The flattened turkey filets are wrapped around a stuffing of ground up parsley, garlic, cheese and smoked pork shoulder. The loaves are then tied with twine and baked for three hours at low temperatures to keep in the juices and flavor. When sliced, they will serve hundreds of students, 10 times the number that could have been fed on the plain turkey thighs. Preparation and proximity are the keys to high quality meals at lower prices, says Valadier.

"We try to get our base products — meat, fish, vegetables — within a 30-mile radius, because there are fewer intermediaries and we can negotiate prices and quality with the producer. These turkeys were raised and slaughtered just near here," Valadier says. "If I have a problem, I'll ask the producer to come see me, and I can guarantee you things will be a lot better the next time!"

Healthy and Cheap
All around the school kitchen, food is cooking in various pots and pans. Gallons of bechamel, a seasoned white sauce, bubble for the squash casserole. A vat of chickpeas boils for homemade hummus. It is hard to believe this is a public school cafeteria and not a three-star restaurant.

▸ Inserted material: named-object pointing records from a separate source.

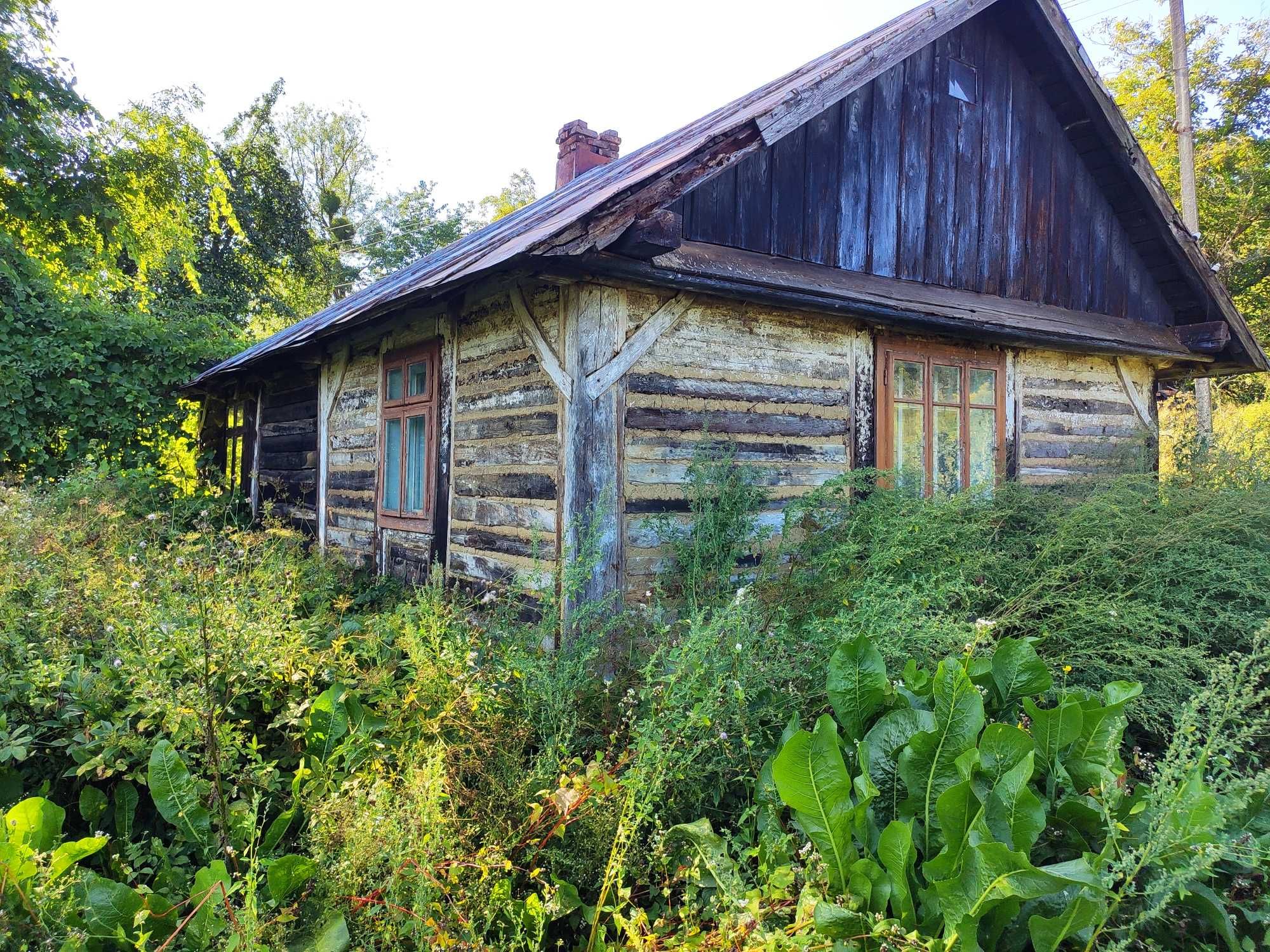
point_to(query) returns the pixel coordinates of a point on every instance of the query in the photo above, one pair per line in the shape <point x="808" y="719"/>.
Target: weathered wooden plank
<point x="634" y="348"/>
<point x="714" y="209"/>
<point x="671" y="449"/>
<point x="892" y="301"/>
<point x="995" y="164"/>
<point x="509" y="486"/>
<point x="824" y="144"/>
<point x="524" y="453"/>
<point x="970" y="161"/>
<point x="300" y="460"/>
<point x="914" y="186"/>
<point x="547" y="356"/>
<point x="289" y="442"/>
<point x="492" y="512"/>
<point x="789" y="187"/>
<point x="885" y="172"/>
<point x="485" y="540"/>
<point x="755" y="201"/>
<point x="942" y="195"/>
<point x="288" y="413"/>
<point x="711" y="389"/>
<point x="854" y="181"/>
<point x="735" y="422"/>
<point x="515" y="399"/>
<point x="360" y="480"/>
<point x="1076" y="406"/>
<point x="518" y="426"/>
<point x="592" y="440"/>
<point x="1018" y="181"/>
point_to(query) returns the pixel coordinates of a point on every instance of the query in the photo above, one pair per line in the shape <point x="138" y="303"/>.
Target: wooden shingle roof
<point x="594" y="210"/>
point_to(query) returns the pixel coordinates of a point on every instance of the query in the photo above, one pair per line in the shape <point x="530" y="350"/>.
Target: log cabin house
<point x="935" y="249"/>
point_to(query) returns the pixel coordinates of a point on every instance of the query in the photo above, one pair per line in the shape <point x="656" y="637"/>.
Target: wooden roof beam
<point x="730" y="272"/>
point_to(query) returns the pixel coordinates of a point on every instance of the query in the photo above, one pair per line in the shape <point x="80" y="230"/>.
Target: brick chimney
<point x="582" y="150"/>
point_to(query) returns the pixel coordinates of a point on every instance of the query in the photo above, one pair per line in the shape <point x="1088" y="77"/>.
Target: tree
<point x="407" y="227"/>
<point x="1230" y="73"/>
<point x="519" y="192"/>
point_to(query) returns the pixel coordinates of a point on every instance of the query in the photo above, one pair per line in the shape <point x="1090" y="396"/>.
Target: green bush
<point x="314" y="758"/>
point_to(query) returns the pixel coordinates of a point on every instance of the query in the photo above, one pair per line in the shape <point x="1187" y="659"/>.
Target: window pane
<point x="416" y="463"/>
<point x="393" y="463"/>
<point x="394" y="385"/>
<point x="911" y="446"/>
<point x="947" y="446"/>
<point x="909" y="380"/>
<point x="418" y="375"/>
<point x="984" y="446"/>
<point x="948" y="384"/>
<point x="984" y="387"/>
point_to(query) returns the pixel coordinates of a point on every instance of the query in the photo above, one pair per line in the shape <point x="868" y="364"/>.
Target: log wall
<point x="507" y="432"/>
<point x="289" y="446"/>
<point x="778" y="385"/>
<point x="1078" y="420"/>
<point x="352" y="432"/>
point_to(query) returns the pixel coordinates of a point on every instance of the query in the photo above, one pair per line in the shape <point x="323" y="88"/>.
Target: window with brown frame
<point x="408" y="437"/>
<point x="942" y="416"/>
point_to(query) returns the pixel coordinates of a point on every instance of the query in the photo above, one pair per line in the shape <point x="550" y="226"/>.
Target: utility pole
<point x="1187" y="173"/>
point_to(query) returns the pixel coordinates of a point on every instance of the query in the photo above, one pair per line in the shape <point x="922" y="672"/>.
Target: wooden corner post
<point x="592" y="322"/>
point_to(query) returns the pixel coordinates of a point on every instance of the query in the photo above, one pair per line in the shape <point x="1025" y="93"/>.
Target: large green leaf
<point x="36" y="823"/>
<point x="1053" y="731"/>
<point x="812" y="779"/>
<point x="834" y="922"/>
<point x="125" y="809"/>
<point x="1014" y="813"/>
<point x="176" y="795"/>
<point x="110" y="908"/>
<point x="896" y="852"/>
<point x="857" y="685"/>
<point x="990" y="875"/>
<point x="929" y="764"/>
<point x="1001" y="747"/>
<point x="328" y="723"/>
<point x="1018" y="671"/>
<point x="211" y="884"/>
<point x="708" y="857"/>
<point x="288" y="874"/>
<point x="961" y="812"/>
<point x="73" y="852"/>
<point x="279" y="830"/>
<point x="885" y="742"/>
<point x="332" y="937"/>
<point x="1080" y="915"/>
<point x="1210" y="907"/>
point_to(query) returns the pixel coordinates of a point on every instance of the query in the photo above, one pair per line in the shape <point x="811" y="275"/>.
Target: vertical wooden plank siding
<point x="904" y="180"/>
<point x="885" y="172"/>
<point x="506" y="446"/>
<point x="1076" y="418"/>
<point x="289" y="445"/>
<point x="778" y="385"/>
<point x="853" y="181"/>
<point x="914" y="185"/>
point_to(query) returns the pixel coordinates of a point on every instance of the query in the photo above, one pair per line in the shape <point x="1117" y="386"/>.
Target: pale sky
<point x="467" y="93"/>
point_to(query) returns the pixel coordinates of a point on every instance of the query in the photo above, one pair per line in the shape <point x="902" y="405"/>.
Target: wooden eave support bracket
<point x="547" y="356"/>
<point x="662" y="321"/>
<point x="1140" y="404"/>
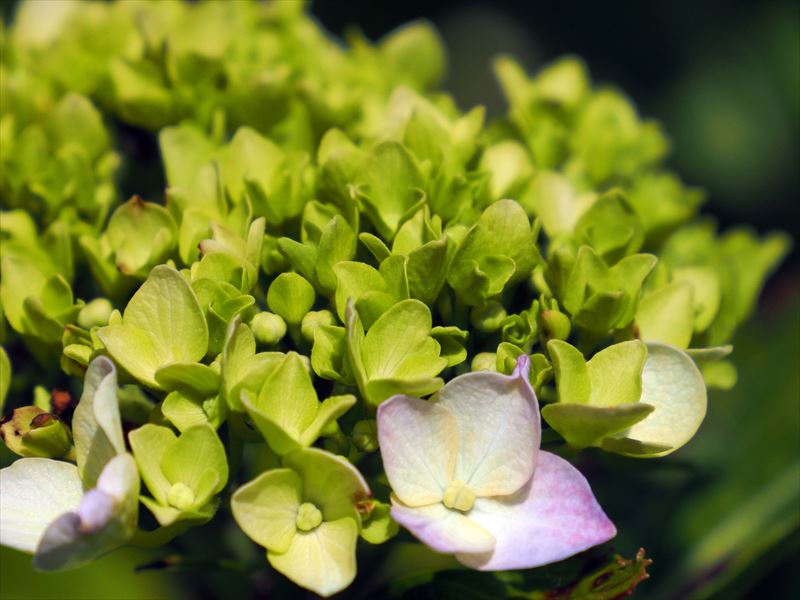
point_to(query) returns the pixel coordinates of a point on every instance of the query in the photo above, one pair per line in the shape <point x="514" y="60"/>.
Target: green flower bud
<point x="553" y="325"/>
<point x="313" y="320"/>
<point x="489" y="317"/>
<point x="32" y="432"/>
<point x="308" y="517"/>
<point x="484" y="361"/>
<point x="180" y="496"/>
<point x="268" y="328"/>
<point x="365" y="435"/>
<point x="95" y="313"/>
<point x="290" y="296"/>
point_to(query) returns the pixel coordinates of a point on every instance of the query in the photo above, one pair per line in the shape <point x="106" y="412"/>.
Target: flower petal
<point x="418" y="441"/>
<point x="442" y="529"/>
<point x="553" y="517"/>
<point x="499" y="428"/>
<point x="104" y="521"/>
<point x="266" y="508"/>
<point x="322" y="560"/>
<point x="96" y="423"/>
<point x="34" y="492"/>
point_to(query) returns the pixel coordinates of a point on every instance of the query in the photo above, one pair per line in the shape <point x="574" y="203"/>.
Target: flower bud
<point x="32" y="432"/>
<point x="268" y="328"/>
<point x="95" y="313"/>
<point x="484" y="361"/>
<point x="313" y="320"/>
<point x="489" y="317"/>
<point x="553" y="325"/>
<point x="365" y="435"/>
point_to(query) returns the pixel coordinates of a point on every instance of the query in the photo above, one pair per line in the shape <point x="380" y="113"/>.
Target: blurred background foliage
<point x="721" y="517"/>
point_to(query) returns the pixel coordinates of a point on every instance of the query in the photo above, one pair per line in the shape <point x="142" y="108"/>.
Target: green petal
<point x="572" y="375"/>
<point x="615" y="374"/>
<point x="191" y="377"/>
<point x="583" y="426"/>
<point x="163" y="323"/>
<point x="672" y="383"/>
<point x="329" y="410"/>
<point x="197" y="450"/>
<point x="322" y="560"/>
<point x="266" y="508"/>
<point x="667" y="315"/>
<point x="330" y="482"/>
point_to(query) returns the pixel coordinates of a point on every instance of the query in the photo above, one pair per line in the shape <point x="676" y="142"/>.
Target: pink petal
<point x="553" y="517"/>
<point x="499" y="428"/>
<point x="443" y="530"/>
<point x="418" y="445"/>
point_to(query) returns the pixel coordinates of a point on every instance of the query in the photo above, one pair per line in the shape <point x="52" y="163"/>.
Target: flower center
<point x="458" y="496"/>
<point x="308" y="517"/>
<point x="180" y="496"/>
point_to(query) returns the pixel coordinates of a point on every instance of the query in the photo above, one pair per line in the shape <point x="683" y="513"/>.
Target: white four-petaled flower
<point x="468" y="477"/>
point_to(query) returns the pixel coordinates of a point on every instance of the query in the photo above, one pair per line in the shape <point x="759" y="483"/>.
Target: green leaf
<point x="328" y="354"/>
<point x="583" y="425"/>
<point x="162" y="324"/>
<point x="572" y="375"/>
<point x="188" y="460"/>
<point x="672" y="383"/>
<point x="149" y="443"/>
<point x="142" y="235"/>
<point x="192" y="377"/>
<point x="354" y="279"/>
<point x="379" y="527"/>
<point x="266" y="508"/>
<point x="398" y="347"/>
<point x="500" y="245"/>
<point x="322" y="560"/>
<point x="390" y="190"/>
<point x="615" y="374"/>
<point x="291" y="297"/>
<point x="611" y="227"/>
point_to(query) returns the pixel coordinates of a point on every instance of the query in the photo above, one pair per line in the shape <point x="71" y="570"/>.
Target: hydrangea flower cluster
<point x="337" y="242"/>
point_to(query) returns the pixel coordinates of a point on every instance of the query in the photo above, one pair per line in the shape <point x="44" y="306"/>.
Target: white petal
<point x="499" y="428"/>
<point x="553" y="517"/>
<point x="443" y="530"/>
<point x="34" y="492"/>
<point x="418" y="442"/>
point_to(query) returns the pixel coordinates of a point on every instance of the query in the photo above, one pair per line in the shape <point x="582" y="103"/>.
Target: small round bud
<point x="554" y="325"/>
<point x="484" y="361"/>
<point x="458" y="496"/>
<point x="95" y="313"/>
<point x="31" y="432"/>
<point x="308" y="517"/>
<point x="489" y="317"/>
<point x="180" y="496"/>
<point x="365" y="435"/>
<point x="268" y="328"/>
<point x="313" y="320"/>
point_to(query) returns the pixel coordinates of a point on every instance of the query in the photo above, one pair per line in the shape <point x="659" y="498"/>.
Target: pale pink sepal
<point x="549" y="520"/>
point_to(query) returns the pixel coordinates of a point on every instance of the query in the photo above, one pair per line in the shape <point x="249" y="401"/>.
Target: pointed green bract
<point x="673" y="385"/>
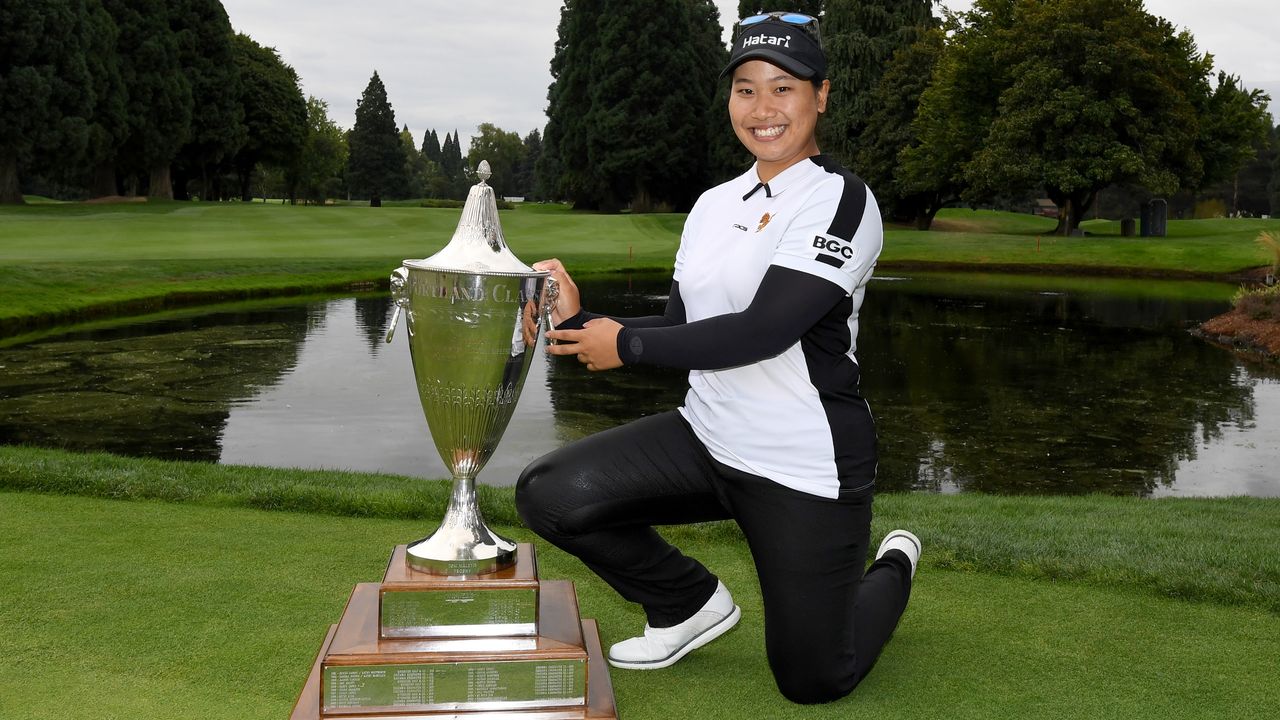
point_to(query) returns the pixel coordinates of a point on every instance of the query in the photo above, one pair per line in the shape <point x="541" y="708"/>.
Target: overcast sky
<point x="453" y="65"/>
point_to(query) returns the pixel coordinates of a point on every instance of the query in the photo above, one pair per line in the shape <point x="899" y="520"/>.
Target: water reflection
<point x="1006" y="384"/>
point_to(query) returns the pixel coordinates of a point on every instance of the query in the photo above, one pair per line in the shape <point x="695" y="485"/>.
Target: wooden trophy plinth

Perhaps what is most impressive about Valadier's meals is that they cost the students only $3 a day, less than the typical fast food fare served at many French high schools.

Another way Valadier saves money is by getting maximum use out of every ingredient. He never throws anything away. In one corner of the kitchen, he is boiling down the fish heads, flesh and bones from yesterday's salmon to make a tasty bouillon for today's mussels.

As lunch hour begins and the students file in, Valadier serves them while answering questions about the meal. He reaches across the counter with a forkful of the squash au gratin to give 17-year-old Valentine Biemence a taste. Biemence says she and her friends have all but quit eating lunch at McDonald's and have discovered a lot of new dishes.

"It's all the time different food and very, very good," Biemence says. "People are really happy, because it's really hard now to eat well and cheap."

Investing in the Future
Valadier once worked in the glamorous world of Riviera restaurants. He says he left that life for something more meaningful. Investing in students' well-being is also an act of citizenship, he explains. If young people learn to eat well early on, they will cost the country's health care system a lot less in the future.

He has clearly found his calling here, while winning over the students — and teachers. Danielle Viou teaches drama and English at the high school.

"We are very, very lucky because it's a real project. It's not just doing the cooking, it's a whole concept of educating and taking time and enjoying it," Viou says. "And it's artistic at the same time."